Considering the load problem of the aggregation end (log processing, cleaning, etc.) and the transmission efficiency of the collection end, queues are usually added at the collection end and the aggregation end when the amount of logs is large, so as to realize the peak cancellation of logs.
ELK log process can have many schemes (different components can be combined freely, according to their own business configuration). The common schemes are as follows:
- Logstash (acquisition, processing) - > elasticsearch (storage) - > kibana (display)

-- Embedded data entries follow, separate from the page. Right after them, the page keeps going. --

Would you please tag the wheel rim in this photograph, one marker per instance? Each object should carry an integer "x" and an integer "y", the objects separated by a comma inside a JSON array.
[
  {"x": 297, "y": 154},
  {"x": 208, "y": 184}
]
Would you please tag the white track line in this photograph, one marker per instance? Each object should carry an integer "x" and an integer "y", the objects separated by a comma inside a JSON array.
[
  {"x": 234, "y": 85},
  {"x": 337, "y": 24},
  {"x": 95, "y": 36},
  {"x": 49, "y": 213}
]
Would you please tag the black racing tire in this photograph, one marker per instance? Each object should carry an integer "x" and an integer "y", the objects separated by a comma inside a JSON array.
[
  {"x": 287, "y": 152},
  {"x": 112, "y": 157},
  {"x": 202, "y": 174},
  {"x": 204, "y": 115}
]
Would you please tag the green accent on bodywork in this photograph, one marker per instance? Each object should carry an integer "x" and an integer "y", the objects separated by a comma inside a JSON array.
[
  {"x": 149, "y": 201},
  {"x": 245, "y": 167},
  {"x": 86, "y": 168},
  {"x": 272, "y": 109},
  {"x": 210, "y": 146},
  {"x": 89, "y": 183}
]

- Logstash (Collection) - > logstash (aggregation, processing) - > elasticsearch (storage) - > kibana (display)
- Filebeat (collection, processing) - > elasticsearch (storage) - > kibana (display)
- Filebeat (Collection) - > logstash (aggregation, processing) - > elasticsearch (storage) - > kibana (display)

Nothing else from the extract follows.